跳躍型の地雷壁のようだが何時の間に設置したのか?

兎に角それが降り注いだら流石に堪らないだろう。
ポヨは其れを迎撃するが――


――ミシィ!!!


「ポ……!」

破裂させた瞬間に凄まじい重力が襲い掛かってきた――其れこそ並の一般人だったらペシャンコになるくらいの凄まじい圧力が。

「油断したな?超鈴音特製の重力地雷さ。突入前に渡されてね。
 効果はほんの数秒だが――お前には50倍の重力がかかる!」


――ガン!ガン!!ガァァン!!!


其れは凄まじいまでの重力兵器。
幾ら魔族と言えど50倍もの重力を受ければ動く事は簡単ではない。
まして、重力が地球の40%程度しかない火星の人造異界で生きてきた者には余計にだ。

その隙を逃さずにスナイパーライフルを連射し足元を崩す。

「分かった…任せるぞ真名!」

「あぁ!稼津斗にぃもやる事キッチリやって、ラスボスを倒してくれ。」

其れだけ言うと、真名は足場が崩れて出来た大穴に飛び込みポヨを追う。
稼津斗も『任せる』以外には何も言わない……真名を信頼しているから多くを言う必要もないのだ。
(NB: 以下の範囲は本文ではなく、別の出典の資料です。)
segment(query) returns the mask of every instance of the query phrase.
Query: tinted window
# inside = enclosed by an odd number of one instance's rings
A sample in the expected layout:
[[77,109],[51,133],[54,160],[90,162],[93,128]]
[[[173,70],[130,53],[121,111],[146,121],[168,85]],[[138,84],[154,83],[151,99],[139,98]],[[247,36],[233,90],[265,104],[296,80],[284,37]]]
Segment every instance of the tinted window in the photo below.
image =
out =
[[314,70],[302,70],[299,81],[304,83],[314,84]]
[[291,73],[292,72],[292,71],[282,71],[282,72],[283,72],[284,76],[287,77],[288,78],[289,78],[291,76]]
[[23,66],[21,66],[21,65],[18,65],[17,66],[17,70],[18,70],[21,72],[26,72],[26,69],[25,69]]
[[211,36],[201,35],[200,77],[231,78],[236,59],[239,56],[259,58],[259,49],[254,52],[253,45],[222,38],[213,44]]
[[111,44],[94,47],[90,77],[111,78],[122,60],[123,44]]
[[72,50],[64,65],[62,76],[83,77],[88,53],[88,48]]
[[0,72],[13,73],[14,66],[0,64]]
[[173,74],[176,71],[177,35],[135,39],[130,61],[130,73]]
そして真名も稼津斗に任された以上、ポヨを此処から動かす気など毛頭ない。

落下しながらもポヨを捕捉し、正確に弾丸を撃ち込んでいく。

「やるポヨね、巫女スナイパー龍宮真名!
 だが、君は知って居る筈だ、救いのない世界と言うモノを!どんなに頑張っても変えられぬ世界があると言う事を!!
 其れを知って居ながら、なぜお前は彼らに加担するポヨ?現実を知っている君が其れで良いポヨか!?」

「あぁ…確かに私は救いのない世界と言うもを知っているさ――そういう世界で最初の契約主を失ったわけだからね。
 だが、其れを知っている私ですら、稼津斗にぃの言葉は無条件で信じてみたくなるのさ。」

ポヨの言葉にも動じない。
現実を知って尚、信じるに値する理想――稼津斗の、そしてネギの言葉には其れをさせるだけの説得力があるのだ。

理屈ではない。

「其れにだ…自分が惚れた最高の男の言葉を信じずに、一体何を信じろと言うんだ?」

話しながら更に連射!
今度の銃弾は普通ではない――ポヨに着弾する前に不思議な空間が弾ける特殊弾だ。

「此れは学園祭で超鈴音が使った…!」

「強制時間跳躍弾だが、私のとっておきは其れだけではないぞ?」
――全解放は5年ぶりだが…この相手なら不足はあるまい。


其れは時間跳躍弾。
ヒットした相手を数時間先の未来に飛ばすと言う反則ギリギリの効果を持った弾丸だ。

更に真名の切り札は此れだけではない。
左目の魔眼に力を集中すると、その姿が変わり始めた。

XXの第2形態から更にだ。

髪は淡く光った乳白色となり、左目には魔力の白い炎が揺らめき、腰の辺りからは蝙蝠の羽を思わせる翼が生えている。

「その魔眼…その姿…お前はまさか…!!」

「あぁ、半魔族さ。」

解放したのだ、己の中に眠る魔族の血を。
半魔族と魔族が主役の戦闘劇の第一幕にして最終幕の開始である――








――――――








先行した稼津斗達はメンバーが増えていた。
此れはハルナの独断だが、2機の飛空艇に残るのは修理と最低限の戦闘が出来る人員に限定し、残りは突入組に変更したのだ。
結果、稼津斗組は全員が突入組になり、ネギ組からは古菲とまき絵が追加。
更にさよと、アリアドネ―乙女騎士団からユエとビーが追加され、戦力層は更に分厚くなったと言えるだろう。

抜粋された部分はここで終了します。